= In This House of Brede =

1969 novel by Rumer Godden

First US edition

In This House of Brede is a novel by Rumer Godden published in 1969 by Viking in the US and by Macmillan in the UK.

==Synopsis==
The novel is a portrait of religious life in England that centers on Philippa Talbot, a highly successful professional woman and self-described free-thinker and renegade, who leaves her comfortable life among the London elite to join a cloistered Benedictine community of contemplative Roman Catholic nuns. It begins in 1954, as Philippa enters the monastery, Brede Abbey; continues through her solemn vows in the changing, post-Second Vatican Council environment; and ends as Philippa reluctantly accepts the call to lead a new Benedictine foundation in Japan, where she spent part of her childhood.

From the publisher: For most of her adult life, Philippa Talbot has been a successful British professional. Now in her forties, the World War II–widow has made a startling decision: She's giving up her civil service career and elite social standing to join a convent as a postulant Roman Catholic nun. In Sussex in the south of England, Philippa begins her new life inside Brede Abbey, a venerable, 130-year-old Benedictine monastery. Taking her place among a diverse group of extraordinary women, young and old, she is welcomed into the surprisingly rich and complex world of the devout, whom faith, fate, and circumstance have led there. From their personal stories, both uplifting and heartbreaking, Philippa draws great strength in the weeks, months, and years that follow, as the confidence, conflicts, and poignant humanity of her fellow sisters serve to validate her love and sacred purpose. But a time of great upheaval in the hierarchy of the Catholic Church approaches as the winds of change blow at gale force.

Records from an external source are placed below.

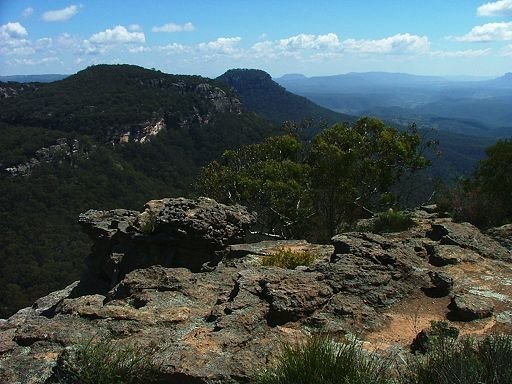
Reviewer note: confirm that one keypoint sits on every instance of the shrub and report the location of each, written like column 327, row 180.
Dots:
column 321, row 360
column 106, row 362
column 392, row 221
column 288, row 258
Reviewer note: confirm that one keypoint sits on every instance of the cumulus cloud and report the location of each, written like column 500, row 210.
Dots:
column 397, row 44
column 61, row 14
column 497, row 8
column 172, row 27
column 13, row 31
column 488, row 32
column 304, row 41
column 27, row 12
column 506, row 51
column 173, row 48
column 117, row 35
column 13, row 41
column 462, row 54
column 44, row 60
column 223, row 45
column 113, row 37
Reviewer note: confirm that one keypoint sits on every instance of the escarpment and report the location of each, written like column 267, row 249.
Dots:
column 179, row 276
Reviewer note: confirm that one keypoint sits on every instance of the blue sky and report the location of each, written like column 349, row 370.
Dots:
column 207, row 37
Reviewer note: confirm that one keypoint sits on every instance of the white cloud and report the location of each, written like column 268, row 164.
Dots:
column 134, row 27
column 27, row 12
column 488, row 32
column 400, row 43
column 304, row 41
column 13, row 31
column 173, row 48
column 497, row 8
column 506, row 51
column 61, row 14
column 118, row 35
column 12, row 40
column 462, row 54
column 110, row 38
column 223, row 45
column 44, row 60
column 172, row 27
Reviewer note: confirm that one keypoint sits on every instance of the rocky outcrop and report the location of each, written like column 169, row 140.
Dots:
column 170, row 232
column 467, row 236
column 168, row 277
column 64, row 150
column 467, row 307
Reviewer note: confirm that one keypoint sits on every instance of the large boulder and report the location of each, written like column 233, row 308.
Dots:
column 173, row 232
column 467, row 236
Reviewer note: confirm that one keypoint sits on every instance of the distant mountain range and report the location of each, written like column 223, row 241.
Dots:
column 478, row 107
column 120, row 135
column 261, row 94
column 47, row 78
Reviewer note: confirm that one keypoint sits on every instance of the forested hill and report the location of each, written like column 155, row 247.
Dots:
column 109, row 136
column 264, row 96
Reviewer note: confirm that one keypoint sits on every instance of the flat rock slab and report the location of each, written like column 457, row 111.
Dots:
column 468, row 307
column 467, row 236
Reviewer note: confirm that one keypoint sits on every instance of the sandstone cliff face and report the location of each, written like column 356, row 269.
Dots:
column 168, row 276
column 63, row 150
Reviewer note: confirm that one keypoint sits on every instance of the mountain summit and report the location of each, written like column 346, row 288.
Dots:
column 264, row 96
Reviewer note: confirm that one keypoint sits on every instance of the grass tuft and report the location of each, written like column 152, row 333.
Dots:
column 107, row 362
column 465, row 361
column 322, row 360
column 288, row 258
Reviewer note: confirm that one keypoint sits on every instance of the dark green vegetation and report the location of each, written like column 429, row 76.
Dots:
column 267, row 98
column 107, row 362
column 41, row 247
column 393, row 221
column 288, row 258
column 466, row 360
column 484, row 198
column 343, row 174
column 47, row 78
column 467, row 116
column 324, row 360
column 469, row 107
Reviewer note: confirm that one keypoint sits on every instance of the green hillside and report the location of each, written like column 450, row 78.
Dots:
column 264, row 96
column 104, row 111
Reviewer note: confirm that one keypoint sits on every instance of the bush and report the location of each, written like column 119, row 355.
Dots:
column 465, row 361
column 288, row 258
column 107, row 362
column 392, row 221
column 321, row 360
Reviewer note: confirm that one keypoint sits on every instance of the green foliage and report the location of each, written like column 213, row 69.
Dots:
column 322, row 360
column 288, row 258
column 393, row 221
column 108, row 362
column 345, row 172
column 463, row 361
column 264, row 96
column 268, row 178
column 354, row 167
column 484, row 199
column 41, row 246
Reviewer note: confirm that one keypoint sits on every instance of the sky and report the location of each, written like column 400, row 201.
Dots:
column 208, row 37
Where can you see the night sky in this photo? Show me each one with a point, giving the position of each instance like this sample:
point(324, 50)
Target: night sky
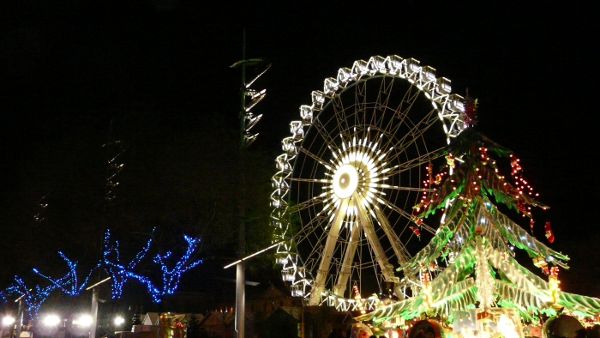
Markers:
point(155, 74)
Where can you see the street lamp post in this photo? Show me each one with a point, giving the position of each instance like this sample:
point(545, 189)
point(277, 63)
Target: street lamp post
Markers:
point(248, 99)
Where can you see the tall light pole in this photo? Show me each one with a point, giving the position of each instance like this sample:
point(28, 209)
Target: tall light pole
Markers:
point(249, 98)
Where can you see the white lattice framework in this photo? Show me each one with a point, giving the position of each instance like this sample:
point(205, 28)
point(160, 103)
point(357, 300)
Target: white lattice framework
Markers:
point(356, 167)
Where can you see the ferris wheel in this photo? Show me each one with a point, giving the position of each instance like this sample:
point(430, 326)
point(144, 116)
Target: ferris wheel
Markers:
point(351, 170)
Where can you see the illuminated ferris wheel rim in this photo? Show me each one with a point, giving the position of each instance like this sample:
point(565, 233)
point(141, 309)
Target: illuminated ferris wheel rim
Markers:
point(344, 182)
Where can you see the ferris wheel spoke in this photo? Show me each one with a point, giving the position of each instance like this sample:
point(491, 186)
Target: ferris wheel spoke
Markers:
point(304, 234)
point(416, 162)
point(339, 113)
point(314, 157)
point(380, 105)
point(306, 204)
point(416, 131)
point(327, 255)
point(401, 111)
point(400, 250)
point(405, 214)
point(399, 188)
point(349, 176)
point(322, 131)
point(360, 103)
point(367, 226)
point(345, 269)
point(310, 180)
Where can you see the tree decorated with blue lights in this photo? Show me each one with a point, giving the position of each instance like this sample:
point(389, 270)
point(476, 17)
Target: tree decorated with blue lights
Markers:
point(121, 272)
point(33, 297)
point(471, 263)
point(171, 271)
point(68, 284)
point(172, 276)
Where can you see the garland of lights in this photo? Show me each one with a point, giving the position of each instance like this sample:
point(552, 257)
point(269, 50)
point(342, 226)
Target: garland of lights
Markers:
point(32, 297)
point(68, 284)
point(477, 242)
point(119, 272)
point(171, 277)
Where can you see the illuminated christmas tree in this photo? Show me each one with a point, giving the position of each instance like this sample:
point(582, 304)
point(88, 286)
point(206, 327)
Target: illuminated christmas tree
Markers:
point(471, 264)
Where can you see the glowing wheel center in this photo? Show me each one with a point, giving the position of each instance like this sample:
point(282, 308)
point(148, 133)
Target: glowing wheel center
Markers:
point(345, 181)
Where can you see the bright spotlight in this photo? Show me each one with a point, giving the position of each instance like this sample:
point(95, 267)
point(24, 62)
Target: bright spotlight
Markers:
point(8, 320)
point(83, 320)
point(119, 320)
point(51, 320)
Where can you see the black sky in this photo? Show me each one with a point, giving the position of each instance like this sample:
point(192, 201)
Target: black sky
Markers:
point(162, 67)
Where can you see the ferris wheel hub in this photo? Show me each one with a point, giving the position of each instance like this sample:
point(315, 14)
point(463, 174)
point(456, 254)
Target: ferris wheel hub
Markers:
point(345, 181)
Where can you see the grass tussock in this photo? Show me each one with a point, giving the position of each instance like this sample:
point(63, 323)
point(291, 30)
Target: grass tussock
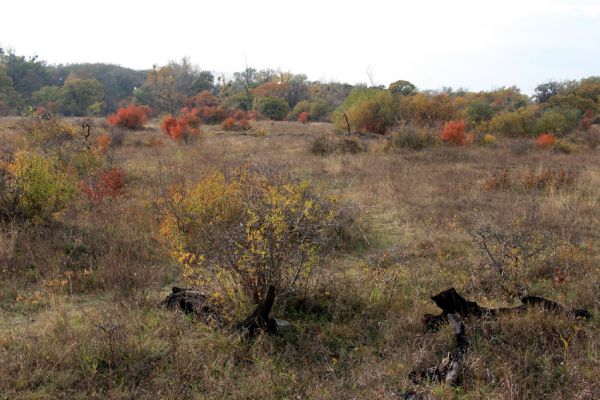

And for the financially troubled Brede and those within, it will take no less than a miracle to weather the storm.

==Adaptations==
In 1975, CBS made a TV film of this book, filmed in both Ireland and England, starring Diana Rigg (as Philippa), Pamela Brown, Gwen Watford, Denis Quilley, Judi Bowker and Nicholas Clay.

==Cultural references==
The novel's fictional setting, Brede Abbey, is modeled on Stanbrook Abbey, formerly located in Worcestershire. In the book's introduction, Godden wrote that the characters were fictional but "many of the episodes are based on fact" and credits the lives and sayings of Dame Laurentia McLachlan and Sister Mary Ann McArdle of Stanbrook Abbey. Godden's introduction also thanks two other Benedictine abbeys: Talacre Abbey, in Wales, and St. Cecilia's Abbey in Ryde, on the Isle of Wight.